No matter what you do, you'll find yourself facing monsters. You can take a party of up to five characters on the investigations, each with their own abilities and styles, and face increasingly difficult challenges. The game does tease a fight with larger boss monsters too. As you may expect, the characters do generate experience and levels while facing these monsters, so you may find yourself choosing a core team or actually alternating between a wider group of characters to increase your options.
You may find that increasing these options will be invaluable. You don't actually directly control every character in battle. While I don't actually remember the exact terminology, characters are divided into two types. I'll call them active and support. Active characters, you choose what attack to use and which enemy to target. Support characters still take their turns as directed by the ATB system, but you don't directly choose their move. These characters can both attack and, as you may expect from my name for them, support your team with other abilities like healing.

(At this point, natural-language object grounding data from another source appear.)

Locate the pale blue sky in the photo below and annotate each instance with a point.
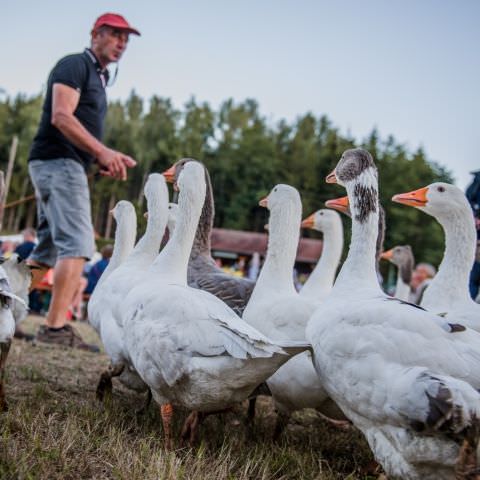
(411, 68)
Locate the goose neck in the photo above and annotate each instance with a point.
(359, 267)
(451, 282)
(173, 259)
(202, 243)
(321, 280)
(284, 234)
(125, 234)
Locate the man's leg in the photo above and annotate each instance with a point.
(38, 272)
(66, 279)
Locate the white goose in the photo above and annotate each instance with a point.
(277, 310)
(394, 369)
(402, 257)
(121, 281)
(448, 294)
(19, 278)
(190, 348)
(99, 308)
(7, 328)
(321, 280)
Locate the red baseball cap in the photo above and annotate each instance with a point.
(116, 21)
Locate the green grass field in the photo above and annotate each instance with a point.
(56, 429)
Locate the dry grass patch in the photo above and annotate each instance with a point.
(55, 429)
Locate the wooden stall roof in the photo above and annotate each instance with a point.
(247, 243)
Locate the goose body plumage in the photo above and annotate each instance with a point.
(406, 378)
(128, 274)
(188, 346)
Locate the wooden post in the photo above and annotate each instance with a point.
(21, 206)
(11, 161)
(2, 197)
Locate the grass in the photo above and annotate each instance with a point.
(56, 429)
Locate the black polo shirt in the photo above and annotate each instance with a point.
(82, 72)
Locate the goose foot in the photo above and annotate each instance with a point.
(190, 428)
(104, 387)
(280, 424)
(166, 411)
(4, 349)
(148, 400)
(193, 422)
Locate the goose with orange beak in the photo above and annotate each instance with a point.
(447, 293)
(278, 311)
(384, 362)
(203, 272)
(105, 307)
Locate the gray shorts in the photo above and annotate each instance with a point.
(63, 208)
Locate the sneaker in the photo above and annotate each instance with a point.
(67, 337)
(19, 333)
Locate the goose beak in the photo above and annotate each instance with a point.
(341, 204)
(331, 177)
(170, 174)
(387, 255)
(309, 222)
(415, 198)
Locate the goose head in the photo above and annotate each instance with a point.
(283, 202)
(401, 255)
(357, 172)
(154, 186)
(191, 182)
(439, 199)
(122, 211)
(171, 175)
(322, 220)
(340, 205)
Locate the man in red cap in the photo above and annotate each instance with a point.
(68, 141)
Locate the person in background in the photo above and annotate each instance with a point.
(8, 247)
(67, 143)
(25, 248)
(421, 277)
(473, 195)
(98, 268)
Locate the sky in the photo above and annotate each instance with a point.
(409, 68)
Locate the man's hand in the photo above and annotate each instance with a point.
(114, 164)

You know what, I'm really looking forward to Nelke & the Legendary Alchemists ~Ateliers of the New World~. The city building and management aspects instantly cater to the worm living in my brain that loves simulation games. It's the same worm that has me jumping on Capitalism Lab quite frequently. Not only that, it's an undeniably attractive game, everything is clearly displayed, explained and has a lovely Animé style that looks great no matter the format. It also offers multiple paths for you to go down and allows you to continue after the core story is complete.
The PS4 & PC versions will run at 1080p with the Nintendo Switch version running at 720p. That's the only corner cut, with the game being identical in every other way and even with the cut, it looks great. The best thing is that you don't have long to wait. Nelke is coming to the PC, PlayStation 4 and Nintendo Switch on the 29th of March in Europe and the 26th of March in the US.